Corsi e ricorsi, piatti e ripiatti. In mezzo alle diatribe in Europa su stoviglie e imballaggi, mentre i governi, i ministri dell’ambiente e le stesse associazioni ambientaliste litigano su virtù e vizi dei materiali biocompostabili, ecco tornare di soppiatto (di sop… piatto!) i piatti di plastica, quelli sottili, tradizionali, che erano stati banditi, o almeno così credevamo.

Qual è il trucco? E’ che piatti in tutto e per tutto simili ai piatti monouso di plastica, quelli bianchi e leggeri che hanno popolato soprattutto il Sud Europa e l’Italia negli scorsi decenni, vengono dichiarati sull’etichetta come riutilizzabili, oltre che riciclabili.
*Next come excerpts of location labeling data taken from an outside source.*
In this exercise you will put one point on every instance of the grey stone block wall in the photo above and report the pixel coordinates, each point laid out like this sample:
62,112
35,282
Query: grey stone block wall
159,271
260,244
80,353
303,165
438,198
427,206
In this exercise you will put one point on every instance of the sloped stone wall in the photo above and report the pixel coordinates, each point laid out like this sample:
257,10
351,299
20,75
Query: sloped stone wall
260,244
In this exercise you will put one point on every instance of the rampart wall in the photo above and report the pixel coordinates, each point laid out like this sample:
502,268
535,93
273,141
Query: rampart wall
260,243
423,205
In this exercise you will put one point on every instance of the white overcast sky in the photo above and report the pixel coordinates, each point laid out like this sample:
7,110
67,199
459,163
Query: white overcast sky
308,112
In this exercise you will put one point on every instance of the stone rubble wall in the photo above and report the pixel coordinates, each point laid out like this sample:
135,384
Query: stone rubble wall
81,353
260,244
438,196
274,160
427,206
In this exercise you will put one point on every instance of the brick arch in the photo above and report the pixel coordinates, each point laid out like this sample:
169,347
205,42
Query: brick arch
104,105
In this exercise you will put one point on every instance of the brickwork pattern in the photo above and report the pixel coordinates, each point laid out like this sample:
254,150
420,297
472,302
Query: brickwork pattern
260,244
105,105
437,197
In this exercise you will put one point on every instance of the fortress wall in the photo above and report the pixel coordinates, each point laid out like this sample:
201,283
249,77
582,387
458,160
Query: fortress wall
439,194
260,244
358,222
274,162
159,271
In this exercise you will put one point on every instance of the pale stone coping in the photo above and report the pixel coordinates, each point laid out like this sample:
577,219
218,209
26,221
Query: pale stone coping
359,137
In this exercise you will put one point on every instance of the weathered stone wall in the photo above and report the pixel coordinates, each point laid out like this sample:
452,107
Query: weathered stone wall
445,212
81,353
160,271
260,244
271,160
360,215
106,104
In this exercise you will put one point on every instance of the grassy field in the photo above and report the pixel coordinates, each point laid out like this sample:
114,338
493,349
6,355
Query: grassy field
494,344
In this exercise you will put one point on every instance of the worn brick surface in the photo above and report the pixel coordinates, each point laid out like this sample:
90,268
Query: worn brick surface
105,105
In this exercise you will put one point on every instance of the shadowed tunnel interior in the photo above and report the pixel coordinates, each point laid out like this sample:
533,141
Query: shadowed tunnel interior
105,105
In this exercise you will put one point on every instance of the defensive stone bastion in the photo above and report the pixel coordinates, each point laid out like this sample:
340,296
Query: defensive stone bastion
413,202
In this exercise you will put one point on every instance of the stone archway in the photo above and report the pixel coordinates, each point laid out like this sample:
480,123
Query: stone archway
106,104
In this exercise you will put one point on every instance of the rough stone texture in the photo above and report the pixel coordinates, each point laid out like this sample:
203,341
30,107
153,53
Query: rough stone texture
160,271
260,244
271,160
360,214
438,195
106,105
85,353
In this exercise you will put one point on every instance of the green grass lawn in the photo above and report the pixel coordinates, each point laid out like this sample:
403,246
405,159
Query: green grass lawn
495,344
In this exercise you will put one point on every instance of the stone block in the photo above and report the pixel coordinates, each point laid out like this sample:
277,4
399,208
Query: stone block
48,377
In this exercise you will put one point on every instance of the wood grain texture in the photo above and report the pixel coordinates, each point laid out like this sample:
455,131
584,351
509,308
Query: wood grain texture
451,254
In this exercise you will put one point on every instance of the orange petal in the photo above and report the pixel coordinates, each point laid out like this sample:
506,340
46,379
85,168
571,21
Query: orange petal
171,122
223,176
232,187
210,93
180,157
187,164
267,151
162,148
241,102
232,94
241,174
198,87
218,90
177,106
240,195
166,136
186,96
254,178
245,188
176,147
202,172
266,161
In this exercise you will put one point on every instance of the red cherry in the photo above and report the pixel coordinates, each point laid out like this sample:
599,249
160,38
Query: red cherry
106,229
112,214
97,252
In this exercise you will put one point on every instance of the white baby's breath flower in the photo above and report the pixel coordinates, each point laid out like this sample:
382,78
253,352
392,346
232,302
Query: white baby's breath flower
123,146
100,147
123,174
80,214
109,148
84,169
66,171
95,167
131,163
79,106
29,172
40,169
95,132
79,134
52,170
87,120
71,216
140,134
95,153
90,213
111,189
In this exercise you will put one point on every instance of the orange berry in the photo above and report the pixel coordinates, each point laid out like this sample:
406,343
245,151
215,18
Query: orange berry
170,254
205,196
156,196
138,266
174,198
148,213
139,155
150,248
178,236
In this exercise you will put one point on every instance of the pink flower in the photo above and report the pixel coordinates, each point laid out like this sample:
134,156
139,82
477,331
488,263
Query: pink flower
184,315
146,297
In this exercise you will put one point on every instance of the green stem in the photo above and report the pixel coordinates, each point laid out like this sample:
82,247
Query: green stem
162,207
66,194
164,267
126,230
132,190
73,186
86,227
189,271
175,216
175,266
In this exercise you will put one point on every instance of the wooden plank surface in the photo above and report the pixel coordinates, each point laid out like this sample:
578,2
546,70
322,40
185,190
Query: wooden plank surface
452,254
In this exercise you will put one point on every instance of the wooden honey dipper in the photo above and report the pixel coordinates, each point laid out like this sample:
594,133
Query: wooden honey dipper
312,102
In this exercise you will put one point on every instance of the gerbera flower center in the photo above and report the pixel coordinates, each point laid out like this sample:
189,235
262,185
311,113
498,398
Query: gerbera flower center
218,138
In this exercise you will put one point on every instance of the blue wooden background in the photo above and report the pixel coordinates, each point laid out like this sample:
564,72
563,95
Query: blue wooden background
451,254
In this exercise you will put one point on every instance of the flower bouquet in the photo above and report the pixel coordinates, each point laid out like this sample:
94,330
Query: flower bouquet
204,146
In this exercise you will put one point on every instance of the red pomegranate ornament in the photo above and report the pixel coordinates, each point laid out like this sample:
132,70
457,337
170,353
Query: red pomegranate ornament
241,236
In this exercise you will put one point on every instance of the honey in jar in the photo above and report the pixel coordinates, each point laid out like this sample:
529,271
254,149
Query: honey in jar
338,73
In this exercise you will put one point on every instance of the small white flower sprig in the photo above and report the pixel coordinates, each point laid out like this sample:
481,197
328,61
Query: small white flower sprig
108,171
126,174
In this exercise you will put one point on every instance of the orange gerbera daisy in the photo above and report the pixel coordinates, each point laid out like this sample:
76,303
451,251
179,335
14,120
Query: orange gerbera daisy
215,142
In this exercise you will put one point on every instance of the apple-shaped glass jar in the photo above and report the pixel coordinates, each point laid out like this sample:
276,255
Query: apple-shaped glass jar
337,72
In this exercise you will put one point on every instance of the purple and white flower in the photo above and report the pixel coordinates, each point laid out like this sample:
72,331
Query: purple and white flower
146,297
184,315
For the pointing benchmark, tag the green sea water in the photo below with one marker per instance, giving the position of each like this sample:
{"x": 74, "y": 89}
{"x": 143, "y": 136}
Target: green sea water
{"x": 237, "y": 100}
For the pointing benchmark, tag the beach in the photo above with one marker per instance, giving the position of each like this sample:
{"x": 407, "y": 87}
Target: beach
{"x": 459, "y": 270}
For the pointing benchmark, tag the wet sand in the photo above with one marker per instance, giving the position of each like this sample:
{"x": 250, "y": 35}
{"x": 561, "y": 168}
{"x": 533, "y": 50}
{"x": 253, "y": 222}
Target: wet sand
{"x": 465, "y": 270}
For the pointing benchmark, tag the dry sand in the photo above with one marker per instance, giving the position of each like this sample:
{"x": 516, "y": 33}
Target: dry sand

Sono leggermente, quasi invisibilmente, più spessi di quelli di qualche anno fa. Vengono posti in vendita a un prezzo inferiore rispetto a quelli in plastica biocompostabile o rispetto a quelli di carta, e finora hanno resistito alle (poche) voci che hanno protestato per quella che sembra una furbizia totale.

La legge italiana di recepimento della direttiva europea Sup (Single Use Plastic) aveva stabilito che sono illegittimi gli usa e getta in plastica tradizionale, ammettendo solo quelli in plastica bio o in carta. Da Bruxelles si obiettava che dovevano essere fermati anche quelli in plastica bio. Ma – di soppiatto, appunto – si apparsi gli autoproclamati riutilizzabili e stanno conquistando quote di mercato. Al punto che, come ha confessato un produttore a Eco dalle Città, ormai le ditte che producono queste stoviglie bio stanno andando in crisi e ricorrendo alla cassa integrazione.

Il problema è che la Direttiva Sup, contro la plastica monouso, non precisava con dettagli cosa si dovesse intendere per riutilizzabile. E un piatto di pochi millimetri diventa riutilizzabile. Certo, volendo si può riutilizzare qualunque cosa almeno un paio di volte, anche un fazzoletto di carta sporco.

Ora la domanda è: quante volte si può lavare con acqua calda o in lavapiatti un “ripiatto” di quel genere senza che inizi a spappolarsi? Innanzitutto c’è da dire che quasi nessuno probabilmente compra questi pacchi con decine di piatti leggerissimi con la intenzione di lavarli e riutilizzarli. Nell’iter non ancora concluso del regolamento europeo per gli imballaggi è stato inserito un emendamento che dice che è riutilizzabile un imballaggio in grado di essere usato almeno dieci volte senza perdere qualità. Ma che significa, chi lo certifica e come?

E comunque, nel caso di questi piatti c’è anche il paradosso che vengono considerati imballaggi solo quando vengono forniti o venduti con il cibo dentro, altrimenti sono oggetti, stoviglie.

Forse un punto di intesa tra sostenitori del riutilizzo senza se e senza ma e sostenitori del biocompostabile e dell’usa e getta compatibile potrebbe essere quello di vietare questi “riutilizzabili” talmente leggeri da risultare finti. Altrimenti tra poco – oltre a mandare in cassa integrazione le ditte che facevano piatti bio – ritorneremo alle indigestioni di plastica usata e gettata come se niente di nuovo, di veramente nuovo, fosse stato inventato.

Anzi, è peggio. Questi di plastica di polipropilene vengono venduti come riciclabili. Lo sarebbero anche ma di fatto non possono essere riciclati. Infatti non sono considerati imballaggi, non pagano il contributo ambientale e non sono accettati nel percorso del riciclo degli imballaggi. Si definiscono riutilizzabili e riciclabili contemporaneamente – quasi un unicum – ma di fatto non vengono riutilizzati né possono essere riciclati. Qualcuno interverrà?